If China continues to become a more responsible player on the world stage by reducing arms sales to belligerent regimes and by relaxing domestic political controls, say Western officials and experts, its space ties with the US are likely to be broadened.

"For now, there are only minimal government-to-government links in the area of space," says a Western official in Beijing who asked not to be identified. "But there has been tremendous growth in commercial space ties between the two countries."

"Presidents Clinton and Jiang Zemin agreed to deepen space cooperation during their summit in Washington" last October, says a diplomat in Beijing. "And the US is likely to move slowly toward that goal despite remaining conflicts in the area of space and missiles."

Investigating technology leaks

Last week, Clinton administration officials leaked details of a secret federal investigation into charges that two American satellite makers may have given China restricted rocket technology.

In helping Chinese scientists review the 1996 explosion of a Long March rocket carrying a US-made satellite, Hughes Electronics Corp. and Loral Space & Communications may have passed technical know-how that could help Beijing improve its defense-missile program, said a report in The New York Times on April 4.

"Based on the limited information available, it's hard to tell how serious the breach of American space technology restrictions might have been," says the Western official.

"The vehicles China uses to launch satellites are another version of the missiles it uses to deliver nuclear weapons," says Jonathan Pollack, an expert on the Chinese military at the California-based RAND think tank.

Advances in the space program could similarly be applied to the military program, says the diplomat.

But the Western official says that because President Clinton this year approved technology transfers similar to those under investigation, "they could not seriously affect American security interests."

Changing relationship

Although Washington did not recognize Beijing for three decades following the 1949 communist revolution here, "since forming diplomatic ties in 1979, the US and China have been moving away from an adversarial relationship," says the Western official.

"We are now working toward a strategic partnership with China, and technology controls could be eased as Beijing is integrated into the global community," he adds.

Washington tightly restricts Beijing's launching of American satellites under legislation dating from the Chinese Army's 1989 attack on pro-democracy protesters in Beijing.

US Undersecretary of State John Holum recently held talks here with government and military leaders on raising launch quotas in return for China's agreement to halt missile sales to Pakistan and Iran.

Easing those restrictions could prove extremely lucrative for Beijing.

Motorola deal

China has launched a handful of American satellites since 1990, but last year signed a contract with Motorola's satellite division in Chandler, Ariz., to place 22 telecommunications devices into low earth orbit.

By mid-1998, Motorola aims to complete a man-made constellation of 66 satellites that will orbit the earth to form an extraterrestrial telecommunications web.
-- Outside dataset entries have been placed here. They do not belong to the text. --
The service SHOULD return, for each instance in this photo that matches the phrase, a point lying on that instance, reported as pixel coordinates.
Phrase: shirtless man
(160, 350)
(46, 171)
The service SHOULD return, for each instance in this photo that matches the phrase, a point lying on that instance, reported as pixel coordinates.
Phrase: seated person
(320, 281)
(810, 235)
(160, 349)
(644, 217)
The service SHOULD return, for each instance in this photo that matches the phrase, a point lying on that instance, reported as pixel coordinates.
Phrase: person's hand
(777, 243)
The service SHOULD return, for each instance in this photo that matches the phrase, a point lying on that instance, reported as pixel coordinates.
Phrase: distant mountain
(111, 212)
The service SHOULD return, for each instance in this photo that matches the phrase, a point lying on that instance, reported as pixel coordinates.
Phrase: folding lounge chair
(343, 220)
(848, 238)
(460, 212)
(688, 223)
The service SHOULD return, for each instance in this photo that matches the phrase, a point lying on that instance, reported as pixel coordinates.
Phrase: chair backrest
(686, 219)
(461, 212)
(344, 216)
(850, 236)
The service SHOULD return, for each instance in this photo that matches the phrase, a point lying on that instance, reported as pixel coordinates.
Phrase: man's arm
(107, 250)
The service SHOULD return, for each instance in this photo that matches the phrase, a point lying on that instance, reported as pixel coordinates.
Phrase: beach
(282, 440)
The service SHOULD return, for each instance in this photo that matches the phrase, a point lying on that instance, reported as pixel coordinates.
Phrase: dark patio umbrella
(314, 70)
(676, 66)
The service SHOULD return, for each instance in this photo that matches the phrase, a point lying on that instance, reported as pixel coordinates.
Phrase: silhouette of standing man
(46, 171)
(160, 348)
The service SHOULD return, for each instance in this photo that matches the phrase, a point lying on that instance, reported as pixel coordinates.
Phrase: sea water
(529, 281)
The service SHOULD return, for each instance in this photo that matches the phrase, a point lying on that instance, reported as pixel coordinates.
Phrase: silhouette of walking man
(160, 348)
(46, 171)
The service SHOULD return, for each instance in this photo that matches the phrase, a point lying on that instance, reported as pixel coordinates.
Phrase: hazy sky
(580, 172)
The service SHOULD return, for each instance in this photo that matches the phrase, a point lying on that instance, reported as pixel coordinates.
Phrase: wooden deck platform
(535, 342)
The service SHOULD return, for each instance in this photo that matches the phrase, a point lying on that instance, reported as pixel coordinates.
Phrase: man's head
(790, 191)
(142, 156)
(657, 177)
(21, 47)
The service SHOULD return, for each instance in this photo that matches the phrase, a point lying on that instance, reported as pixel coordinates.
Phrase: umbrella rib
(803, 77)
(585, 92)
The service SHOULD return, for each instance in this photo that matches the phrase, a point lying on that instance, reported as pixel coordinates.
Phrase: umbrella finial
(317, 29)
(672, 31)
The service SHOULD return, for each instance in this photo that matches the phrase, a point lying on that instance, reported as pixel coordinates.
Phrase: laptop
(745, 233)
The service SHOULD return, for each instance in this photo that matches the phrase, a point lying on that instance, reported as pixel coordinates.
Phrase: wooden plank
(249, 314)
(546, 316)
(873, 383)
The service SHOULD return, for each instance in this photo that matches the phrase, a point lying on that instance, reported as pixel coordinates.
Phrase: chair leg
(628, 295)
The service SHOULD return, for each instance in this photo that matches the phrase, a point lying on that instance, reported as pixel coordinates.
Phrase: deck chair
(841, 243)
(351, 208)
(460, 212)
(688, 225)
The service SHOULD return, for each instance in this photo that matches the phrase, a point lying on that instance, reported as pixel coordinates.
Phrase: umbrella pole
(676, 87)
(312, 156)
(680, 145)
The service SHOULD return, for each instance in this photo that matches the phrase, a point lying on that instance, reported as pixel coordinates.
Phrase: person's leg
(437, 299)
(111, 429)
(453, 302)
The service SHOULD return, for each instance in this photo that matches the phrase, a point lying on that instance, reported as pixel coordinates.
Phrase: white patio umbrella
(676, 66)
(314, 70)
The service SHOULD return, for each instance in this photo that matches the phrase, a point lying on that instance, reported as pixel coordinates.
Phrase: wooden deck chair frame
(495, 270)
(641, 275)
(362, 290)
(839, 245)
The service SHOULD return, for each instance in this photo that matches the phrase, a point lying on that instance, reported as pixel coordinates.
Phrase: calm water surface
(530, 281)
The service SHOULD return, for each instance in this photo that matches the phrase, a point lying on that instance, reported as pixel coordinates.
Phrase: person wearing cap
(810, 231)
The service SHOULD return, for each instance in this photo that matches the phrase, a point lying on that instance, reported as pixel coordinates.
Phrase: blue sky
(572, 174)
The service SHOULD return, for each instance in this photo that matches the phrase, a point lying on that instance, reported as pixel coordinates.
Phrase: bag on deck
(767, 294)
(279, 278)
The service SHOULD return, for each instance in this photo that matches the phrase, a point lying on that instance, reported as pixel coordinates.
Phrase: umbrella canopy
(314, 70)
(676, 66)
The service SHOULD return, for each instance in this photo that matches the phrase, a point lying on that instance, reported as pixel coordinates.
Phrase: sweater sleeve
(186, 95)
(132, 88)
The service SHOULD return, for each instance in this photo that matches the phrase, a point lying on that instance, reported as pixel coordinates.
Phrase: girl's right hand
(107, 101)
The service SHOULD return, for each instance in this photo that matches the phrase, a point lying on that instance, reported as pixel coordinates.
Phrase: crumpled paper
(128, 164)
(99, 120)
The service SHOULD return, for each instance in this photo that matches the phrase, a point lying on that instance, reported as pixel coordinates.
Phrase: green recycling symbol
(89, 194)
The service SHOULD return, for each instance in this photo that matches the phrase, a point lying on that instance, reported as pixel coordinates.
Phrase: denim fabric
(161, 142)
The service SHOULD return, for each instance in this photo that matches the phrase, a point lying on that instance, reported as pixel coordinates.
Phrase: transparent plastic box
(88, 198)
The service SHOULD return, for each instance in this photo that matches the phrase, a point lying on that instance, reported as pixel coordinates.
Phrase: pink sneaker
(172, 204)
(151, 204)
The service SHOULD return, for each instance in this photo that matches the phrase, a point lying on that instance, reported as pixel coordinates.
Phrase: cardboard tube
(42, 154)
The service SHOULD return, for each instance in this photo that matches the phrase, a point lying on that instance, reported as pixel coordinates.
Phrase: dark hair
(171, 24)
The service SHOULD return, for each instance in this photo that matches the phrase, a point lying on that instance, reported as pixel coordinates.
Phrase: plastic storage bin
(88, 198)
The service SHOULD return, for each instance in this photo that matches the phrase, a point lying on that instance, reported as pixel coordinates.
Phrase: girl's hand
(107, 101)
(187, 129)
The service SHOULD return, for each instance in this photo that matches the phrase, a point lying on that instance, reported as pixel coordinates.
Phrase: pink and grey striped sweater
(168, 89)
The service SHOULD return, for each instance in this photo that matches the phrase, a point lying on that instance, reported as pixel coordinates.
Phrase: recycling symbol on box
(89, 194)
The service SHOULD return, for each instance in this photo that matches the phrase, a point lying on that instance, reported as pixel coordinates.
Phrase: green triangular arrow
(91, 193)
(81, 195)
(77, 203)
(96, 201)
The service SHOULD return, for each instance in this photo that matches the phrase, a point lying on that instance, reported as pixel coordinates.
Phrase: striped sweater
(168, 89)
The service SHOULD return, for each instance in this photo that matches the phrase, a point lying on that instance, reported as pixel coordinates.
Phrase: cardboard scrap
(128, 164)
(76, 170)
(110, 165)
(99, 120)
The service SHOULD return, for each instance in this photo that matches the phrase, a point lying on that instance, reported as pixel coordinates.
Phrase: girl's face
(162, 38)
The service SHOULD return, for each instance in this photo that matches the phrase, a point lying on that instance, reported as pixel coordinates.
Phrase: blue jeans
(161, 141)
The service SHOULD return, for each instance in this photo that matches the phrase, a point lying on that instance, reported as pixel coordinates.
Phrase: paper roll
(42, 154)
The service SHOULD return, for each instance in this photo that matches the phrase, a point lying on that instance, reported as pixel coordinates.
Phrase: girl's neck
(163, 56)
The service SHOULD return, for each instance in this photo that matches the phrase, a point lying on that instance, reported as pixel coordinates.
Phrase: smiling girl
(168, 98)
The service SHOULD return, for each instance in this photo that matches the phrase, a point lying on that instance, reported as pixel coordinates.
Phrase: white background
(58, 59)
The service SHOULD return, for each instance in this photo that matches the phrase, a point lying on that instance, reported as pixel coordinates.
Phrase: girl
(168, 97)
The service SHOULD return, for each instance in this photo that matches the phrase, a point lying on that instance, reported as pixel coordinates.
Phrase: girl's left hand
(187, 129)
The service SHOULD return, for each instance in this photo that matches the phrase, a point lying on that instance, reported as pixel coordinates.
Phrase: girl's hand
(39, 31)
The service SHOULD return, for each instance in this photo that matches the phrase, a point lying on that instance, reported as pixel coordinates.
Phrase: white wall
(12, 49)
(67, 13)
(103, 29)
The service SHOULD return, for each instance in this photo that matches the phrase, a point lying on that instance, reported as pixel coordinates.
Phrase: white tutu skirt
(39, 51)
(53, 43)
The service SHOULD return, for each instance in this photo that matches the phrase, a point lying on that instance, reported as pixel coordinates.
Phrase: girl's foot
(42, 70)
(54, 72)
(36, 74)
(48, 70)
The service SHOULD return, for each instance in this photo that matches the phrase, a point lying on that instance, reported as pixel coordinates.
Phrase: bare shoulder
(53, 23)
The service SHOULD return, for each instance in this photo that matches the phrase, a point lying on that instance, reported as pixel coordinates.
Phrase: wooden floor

Motorola's Iridium project "will allow anyone on Earth equipped with a hand-held Iridium telephone to call anyone else at any time," says Motorola spokeswoman Yang Hongqing.

Motorola, the largest foreign investor in China, decided to split launches of the 66 satellites equally among the US Delta program, Russian Proton operators, and China's Long March services "based on launch availability and investors' interests," says Motorola official James Miller.

The ministry-level China Aerospace Corp "agreed to invest in Iridium by providing the launch services for the project," he adds.

Expanding ambition

"The $5 billion Iridium project is just the first communications network slated to encircle the earth over the next decade," says a space researcher in Beijing.

"There is a lot of money to be made with the commercial revolution in space, and China wants to be poised to profit from any international partnerships," he adds.